Transitions

Things happen in periods, at least they have for me. Currently, I’m in transition, after pressing reset on my life a couple of years ago. That’s how I look at it, anyway.

The nomad’s life continues. I’m going to be in the Orlando area for a couple of months. More later on what happens beyond that. I’ll probably write a book about this period eventually. Maybe I’ll borrow from Dickens’ A Tale Of Two Cities for the opening line. Mostly it has been the worst of times, though. No one want to be in my situation, really.

Where the positive attitude about my writing comes from is a deep, perhaps insane, belief in the stories. At some point in my past I decided to change directions about becoming a writer. Most of my cult life elapsed in the process as I made a lot of memories. I wouldn’t trade the experiences for anything but, then again, I think I made enough mistakes to want to do it over. We don’t have those choices in life, apart from letting our characters in books explore the other possibilities.

I think I was running away from a lot of things when I was younger. People do that. Young people do it a lot. And then you wake up hungover, look int he way to early morning’s mirror and with your bloodshot eyes you can’t believe all the lines your face has earned along the way.

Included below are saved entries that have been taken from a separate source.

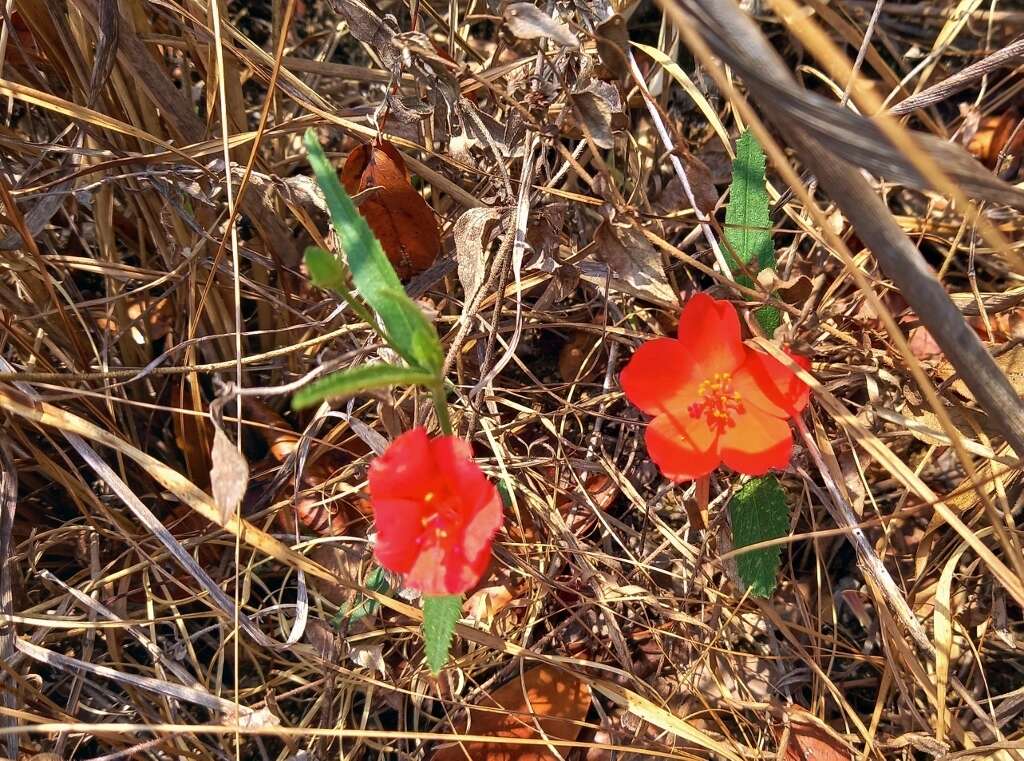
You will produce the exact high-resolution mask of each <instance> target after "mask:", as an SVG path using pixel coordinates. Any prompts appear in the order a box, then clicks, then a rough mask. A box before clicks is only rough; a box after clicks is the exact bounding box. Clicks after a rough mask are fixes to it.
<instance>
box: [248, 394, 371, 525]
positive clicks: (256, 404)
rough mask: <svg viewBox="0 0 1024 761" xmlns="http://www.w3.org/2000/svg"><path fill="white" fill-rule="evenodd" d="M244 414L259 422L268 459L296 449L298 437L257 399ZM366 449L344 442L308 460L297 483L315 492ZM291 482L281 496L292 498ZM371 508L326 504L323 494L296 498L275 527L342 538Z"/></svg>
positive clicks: (293, 429)
mask: <svg viewBox="0 0 1024 761" xmlns="http://www.w3.org/2000/svg"><path fill="white" fill-rule="evenodd" d="M246 412H247V414H248V415H249V417H250V419H251V420H252V421H253V422H255V423H258V424H259V425H258V427H257V428H256V430H257V431H259V434H260V436H261V437H262V438H263V440H264V441H266V445H267V447H268V448H269V449H270V457H272V458H273V459H274V460H275V461H278V462H284V461H285V460H287V459H288V458H289V457H290V456H291V455H292V454H293V453H294V452H295V451H296V450H297V449H298V447H299V441H300V439H301V436H300V435H299V434H298V433H296V432H295V430H294V429H293V428H292V427H291V426H290V425H289V424H288V422H287V421H286V420H285V419H284V418H283V417H281V416H280V415H279V414H278V413H275V412H274V411H273V410H271V409H270V408H269V407H267V406H266V405H264V404H262V403H260V401H257V400H256V399H247V400H246ZM368 451H369V448H368V447H367V446H366V445H364V443H362V441H361V440H360V439H357V438H356V439H353V440H351V441H349V442H347V445H346V447H345V448H344V450H340V449H339V450H331V451H329V452H326V453H325V454H324V455H323V456H322V457H315V458H312V457H311V458H309V459H310V462H308V463H305V464H303V469H302V473H301V475H300V477H299V484H300V485H301V487H302V488H303V489H305V490H315V489H317V488H319V487H322V485H324V483H325V482H326V481H328V480H330V479H331V478H332V477H333V476H334V474H335V473H336V472H337V471H338V470H339V469H341V468H342V467H343V466H344V465H345V464H346V463H347V462H348V461H349V460H350V459H351V458H352V457H356V456H361V455H365V454H367V452H368ZM293 491H294V483H293V482H292V481H291V480H290V481H289V482H288V483H287V484H286V485H285V487H284V489H282V491H281V493H280V496H281V497H282V498H285V499H288V498H289V497H291V496H292V494H293ZM369 512H370V508H369V505H367V504H366V502H365V501H364V500H354V501H353V500H332V501H331V503H330V504H327V503H326V501H325V499H324V498H323V495H299V496H298V498H297V499H296V500H293V501H291V502H290V504H289V505H288V506H286V507H285V508H283V509H282V510H281V511H280V512H279V513H278V525H280V526H281V527H282V529H283V530H284V531H286V532H294V531H295V521H296V520H298V522H299V523H300V524H301V525H303V526H305V527H306V529H308V530H309V531H310V532H312V533H313V534H318V535H319V536H334V537H338V536H342V535H345V534H347V533H350V531H351V526H352V524H353V523H354V522H356V521H357V520H358V519H359V518H360V517H361V516H364V515H367V514H369Z"/></svg>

Your hair is gray and the details are fuzzy about how you got to the point in life where you have three adult children, an ex-wife and a life that is only about the routine.

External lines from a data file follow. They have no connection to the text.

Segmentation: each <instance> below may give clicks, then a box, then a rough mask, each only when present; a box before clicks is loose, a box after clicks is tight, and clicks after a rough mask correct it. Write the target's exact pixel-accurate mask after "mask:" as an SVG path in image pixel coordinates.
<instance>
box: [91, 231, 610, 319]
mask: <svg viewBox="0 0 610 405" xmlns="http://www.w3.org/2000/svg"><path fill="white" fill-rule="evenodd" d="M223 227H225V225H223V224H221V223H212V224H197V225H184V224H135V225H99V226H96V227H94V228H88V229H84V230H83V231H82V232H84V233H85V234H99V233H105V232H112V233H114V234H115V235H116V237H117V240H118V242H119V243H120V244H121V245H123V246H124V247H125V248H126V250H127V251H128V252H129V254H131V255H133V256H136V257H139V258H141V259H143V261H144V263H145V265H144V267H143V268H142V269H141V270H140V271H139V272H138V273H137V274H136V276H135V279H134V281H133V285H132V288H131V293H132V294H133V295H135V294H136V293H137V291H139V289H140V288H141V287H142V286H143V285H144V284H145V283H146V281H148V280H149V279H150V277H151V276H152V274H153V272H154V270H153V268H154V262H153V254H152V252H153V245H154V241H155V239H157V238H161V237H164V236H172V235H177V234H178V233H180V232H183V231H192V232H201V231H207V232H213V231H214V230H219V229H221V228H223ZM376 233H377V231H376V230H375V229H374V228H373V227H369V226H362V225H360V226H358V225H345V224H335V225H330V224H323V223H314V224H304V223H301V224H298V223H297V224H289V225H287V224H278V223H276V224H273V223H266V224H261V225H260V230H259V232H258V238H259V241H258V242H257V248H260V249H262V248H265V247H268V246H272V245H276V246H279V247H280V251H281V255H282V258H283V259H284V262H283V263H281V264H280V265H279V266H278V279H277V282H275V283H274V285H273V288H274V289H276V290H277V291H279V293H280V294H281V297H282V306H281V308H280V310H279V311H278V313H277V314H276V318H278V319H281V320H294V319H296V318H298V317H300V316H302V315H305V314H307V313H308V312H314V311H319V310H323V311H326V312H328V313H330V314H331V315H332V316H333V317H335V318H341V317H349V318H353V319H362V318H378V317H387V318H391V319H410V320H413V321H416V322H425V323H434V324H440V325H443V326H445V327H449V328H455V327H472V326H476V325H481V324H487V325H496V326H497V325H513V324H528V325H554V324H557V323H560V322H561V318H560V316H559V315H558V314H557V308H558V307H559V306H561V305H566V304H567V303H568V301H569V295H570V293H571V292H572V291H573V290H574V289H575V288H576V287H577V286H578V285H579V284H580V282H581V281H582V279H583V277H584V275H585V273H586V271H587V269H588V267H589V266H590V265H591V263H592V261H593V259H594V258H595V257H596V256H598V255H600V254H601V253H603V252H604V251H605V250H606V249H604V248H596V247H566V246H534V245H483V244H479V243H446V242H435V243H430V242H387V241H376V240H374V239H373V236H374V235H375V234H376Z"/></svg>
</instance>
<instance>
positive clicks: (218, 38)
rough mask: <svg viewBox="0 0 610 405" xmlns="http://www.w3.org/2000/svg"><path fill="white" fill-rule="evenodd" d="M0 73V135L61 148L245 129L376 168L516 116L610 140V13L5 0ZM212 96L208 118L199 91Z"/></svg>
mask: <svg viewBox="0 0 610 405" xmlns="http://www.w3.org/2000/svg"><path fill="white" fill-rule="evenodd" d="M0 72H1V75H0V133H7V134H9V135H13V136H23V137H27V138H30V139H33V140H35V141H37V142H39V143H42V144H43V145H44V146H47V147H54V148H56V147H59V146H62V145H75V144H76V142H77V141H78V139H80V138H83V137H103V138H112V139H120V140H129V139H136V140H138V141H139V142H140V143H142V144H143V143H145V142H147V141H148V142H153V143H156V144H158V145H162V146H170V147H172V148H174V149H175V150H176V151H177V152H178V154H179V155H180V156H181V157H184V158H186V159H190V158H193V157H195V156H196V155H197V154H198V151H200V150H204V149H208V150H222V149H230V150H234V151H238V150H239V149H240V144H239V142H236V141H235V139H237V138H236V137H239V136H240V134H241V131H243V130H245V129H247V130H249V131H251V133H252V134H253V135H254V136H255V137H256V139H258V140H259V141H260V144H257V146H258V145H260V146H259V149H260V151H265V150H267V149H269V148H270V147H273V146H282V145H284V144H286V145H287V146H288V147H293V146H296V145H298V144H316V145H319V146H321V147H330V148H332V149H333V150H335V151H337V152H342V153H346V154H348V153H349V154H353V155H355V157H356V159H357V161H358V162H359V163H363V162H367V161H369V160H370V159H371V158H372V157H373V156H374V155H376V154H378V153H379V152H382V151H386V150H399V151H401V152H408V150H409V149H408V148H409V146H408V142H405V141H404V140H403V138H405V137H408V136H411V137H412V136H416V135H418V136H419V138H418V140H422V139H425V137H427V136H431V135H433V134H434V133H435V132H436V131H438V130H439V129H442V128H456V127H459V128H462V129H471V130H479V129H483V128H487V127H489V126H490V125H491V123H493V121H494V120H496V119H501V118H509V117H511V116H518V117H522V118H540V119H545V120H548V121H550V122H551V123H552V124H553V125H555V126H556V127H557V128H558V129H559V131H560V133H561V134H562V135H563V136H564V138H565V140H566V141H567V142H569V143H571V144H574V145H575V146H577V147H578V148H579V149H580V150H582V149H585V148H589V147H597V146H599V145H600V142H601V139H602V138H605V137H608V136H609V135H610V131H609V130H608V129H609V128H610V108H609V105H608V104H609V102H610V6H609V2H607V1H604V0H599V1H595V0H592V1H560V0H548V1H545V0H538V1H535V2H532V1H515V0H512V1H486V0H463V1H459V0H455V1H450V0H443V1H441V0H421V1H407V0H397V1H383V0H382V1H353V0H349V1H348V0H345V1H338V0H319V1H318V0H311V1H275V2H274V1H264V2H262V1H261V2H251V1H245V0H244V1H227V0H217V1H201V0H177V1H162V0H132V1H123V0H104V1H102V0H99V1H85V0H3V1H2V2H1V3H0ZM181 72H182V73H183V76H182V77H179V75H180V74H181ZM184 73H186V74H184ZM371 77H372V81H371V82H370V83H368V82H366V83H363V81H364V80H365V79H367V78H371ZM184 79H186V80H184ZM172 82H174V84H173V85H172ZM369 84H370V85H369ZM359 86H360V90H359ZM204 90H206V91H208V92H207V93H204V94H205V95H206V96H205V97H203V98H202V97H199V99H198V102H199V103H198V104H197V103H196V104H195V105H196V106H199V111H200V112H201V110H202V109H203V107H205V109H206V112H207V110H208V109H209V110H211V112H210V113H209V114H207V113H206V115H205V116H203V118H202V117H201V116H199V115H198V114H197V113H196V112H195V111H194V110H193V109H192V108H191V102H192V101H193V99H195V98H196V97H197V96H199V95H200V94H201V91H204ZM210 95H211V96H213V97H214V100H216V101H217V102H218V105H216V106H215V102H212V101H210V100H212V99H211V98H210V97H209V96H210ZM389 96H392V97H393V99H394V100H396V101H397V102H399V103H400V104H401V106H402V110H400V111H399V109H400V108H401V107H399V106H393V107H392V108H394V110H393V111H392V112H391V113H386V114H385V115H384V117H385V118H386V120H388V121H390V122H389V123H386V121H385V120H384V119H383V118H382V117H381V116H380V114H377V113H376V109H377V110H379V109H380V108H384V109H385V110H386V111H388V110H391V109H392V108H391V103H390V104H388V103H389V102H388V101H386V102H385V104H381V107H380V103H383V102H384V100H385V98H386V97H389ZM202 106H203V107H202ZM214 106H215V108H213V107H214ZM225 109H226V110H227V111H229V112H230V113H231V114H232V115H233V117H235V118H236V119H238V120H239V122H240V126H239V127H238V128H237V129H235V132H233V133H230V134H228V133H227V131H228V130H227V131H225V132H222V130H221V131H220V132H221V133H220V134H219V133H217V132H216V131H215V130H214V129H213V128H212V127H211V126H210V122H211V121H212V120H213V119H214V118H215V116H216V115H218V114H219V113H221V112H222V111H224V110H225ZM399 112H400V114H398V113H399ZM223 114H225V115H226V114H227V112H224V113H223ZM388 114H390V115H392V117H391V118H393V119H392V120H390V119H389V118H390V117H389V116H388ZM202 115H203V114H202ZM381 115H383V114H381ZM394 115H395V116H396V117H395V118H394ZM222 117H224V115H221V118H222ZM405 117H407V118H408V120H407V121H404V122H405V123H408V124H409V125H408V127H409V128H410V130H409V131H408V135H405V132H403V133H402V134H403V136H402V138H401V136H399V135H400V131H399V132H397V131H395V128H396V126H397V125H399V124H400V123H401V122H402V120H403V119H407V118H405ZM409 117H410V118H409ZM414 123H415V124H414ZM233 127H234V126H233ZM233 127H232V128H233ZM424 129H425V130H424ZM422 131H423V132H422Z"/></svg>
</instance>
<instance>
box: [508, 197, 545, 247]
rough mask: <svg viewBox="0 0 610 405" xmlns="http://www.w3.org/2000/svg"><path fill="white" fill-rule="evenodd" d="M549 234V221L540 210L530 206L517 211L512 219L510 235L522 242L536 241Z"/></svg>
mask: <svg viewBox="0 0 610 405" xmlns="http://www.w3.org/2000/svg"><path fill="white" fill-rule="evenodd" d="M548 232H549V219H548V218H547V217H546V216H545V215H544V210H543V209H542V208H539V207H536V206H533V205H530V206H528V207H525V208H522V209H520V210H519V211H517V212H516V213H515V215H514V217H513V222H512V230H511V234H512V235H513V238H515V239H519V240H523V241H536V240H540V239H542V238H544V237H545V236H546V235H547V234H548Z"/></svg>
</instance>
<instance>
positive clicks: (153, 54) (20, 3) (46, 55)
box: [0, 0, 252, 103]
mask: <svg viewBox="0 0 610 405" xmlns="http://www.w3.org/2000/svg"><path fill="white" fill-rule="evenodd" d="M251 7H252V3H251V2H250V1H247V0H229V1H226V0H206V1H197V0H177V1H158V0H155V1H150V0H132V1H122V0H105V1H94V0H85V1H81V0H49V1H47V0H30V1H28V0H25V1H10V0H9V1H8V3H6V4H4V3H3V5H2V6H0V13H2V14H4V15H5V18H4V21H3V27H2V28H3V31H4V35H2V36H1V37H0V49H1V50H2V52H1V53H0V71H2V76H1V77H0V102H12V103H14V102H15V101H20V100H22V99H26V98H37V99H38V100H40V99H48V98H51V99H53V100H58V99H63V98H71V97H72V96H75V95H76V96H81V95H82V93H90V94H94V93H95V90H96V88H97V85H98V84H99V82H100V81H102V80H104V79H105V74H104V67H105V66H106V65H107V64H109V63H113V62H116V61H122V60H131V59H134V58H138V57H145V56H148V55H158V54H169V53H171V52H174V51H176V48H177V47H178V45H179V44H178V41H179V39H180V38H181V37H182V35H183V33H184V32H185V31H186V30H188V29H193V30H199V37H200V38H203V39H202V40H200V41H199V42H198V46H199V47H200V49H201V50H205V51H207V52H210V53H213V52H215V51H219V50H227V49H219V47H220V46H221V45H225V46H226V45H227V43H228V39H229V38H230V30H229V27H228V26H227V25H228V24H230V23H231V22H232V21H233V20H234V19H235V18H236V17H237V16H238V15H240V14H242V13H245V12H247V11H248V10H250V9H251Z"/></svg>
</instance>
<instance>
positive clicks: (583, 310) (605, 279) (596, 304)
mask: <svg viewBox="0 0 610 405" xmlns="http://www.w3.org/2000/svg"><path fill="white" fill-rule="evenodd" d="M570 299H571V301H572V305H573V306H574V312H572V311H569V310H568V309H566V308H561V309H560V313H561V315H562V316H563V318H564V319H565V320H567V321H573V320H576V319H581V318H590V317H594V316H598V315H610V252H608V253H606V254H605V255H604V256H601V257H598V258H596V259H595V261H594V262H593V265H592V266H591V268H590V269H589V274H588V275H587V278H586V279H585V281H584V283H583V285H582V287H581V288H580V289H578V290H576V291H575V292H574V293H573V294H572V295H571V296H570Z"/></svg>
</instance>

In 1995, my son and I flew to Florida to visit my parents, mostly. I’d taken my family to Connecticut at the behest of my company that was growing rapidly int he Northeast at the time. I preferred CT to FL except that most of my other family had wound up living there. When I returned to Connecticut, I brought back more than just my son and our baggage. Although I had every reason to think I lived on top of the world, there were a lot of things wrong with my life.

I had it all. My wife at the time had talked me into building a home in a nice Connecticut neighborhood. It was huge. My kids referred to it as a castle. I had a good job with stock options that if I had held onto them I would certainly be in a different place than I am right now. The school system where we lived was excellent. So there really wasn’t much that that anyone could see that was wrong with my life. Superficially I had it all.

Somehow , somewhere, probably while in Florida, some bacteria got into my bloodstream – both staph and strep. Nasty things especially since I had a heart murmur that had been diagnosed while I was in the Air Force serving in Korea. I was so sick I went home early from work – something I had never done before. And the following day my wife called the store to tell my manager I was still sick. I thought I had the flu, but never had I had anything hit me like that.

The bacteria destroyed one of my heart valves, the one that caused my heart murmur. Had I not been seeing a cardiologist, I would have probably died. My wife forced me to see him first thing on Monday and after some tests, he put me in the hospital. After a months of treatment they decided I needed my valve replaced. All in all, I was out of work from mid April to Mid August.

On salary with my company and with pretty good health benefits, I didn’t have to worry about in come. There was some wrestling with the insurance over paying the medical bills, though. I was lucky to have what I had. And anything else I might say about my ex-wife, she was the one who was there when I was sickest and she saw me through it.

That experience changed the way I thought about work, my life and my family, though. There was a deeper understanding of what was important. Also, while I had a fever for many days that was above 103 F, I had hallucinations that I remembered. Wild things about wars and strange creatures, crazier things that I had ever dared to write. Before that I tinkered with a novel I started back when I was in college, before taking the detour of the rest of the my life. Those images in my mind became an obsession for me, making their way into my stories.

The biggest change in me was that I paid more attention to things. I’m nor sure I’d call it spending more time with my family, but I was more aware of things. To that point my work was the most important thing. That was messed up. Maybe the obsession shifted to my writing over time, but for a while there I was into playing Dad a lot more than before.

It has taken a lot of time to get to where I am now, pretty much homeless and destitute except for my dreams. And I have never given up on them. Three months from now my next book comes out and everything changes, but that process has already begun. I won’t go back. That’s now how I’m wired. Things may get crazy in the short term with everything I have to do to get the book finished on time. There are a couple of other things I’ll be judging at the same time. But I think this is the right direction, finally. I’m doing what I set out to do a long time ago.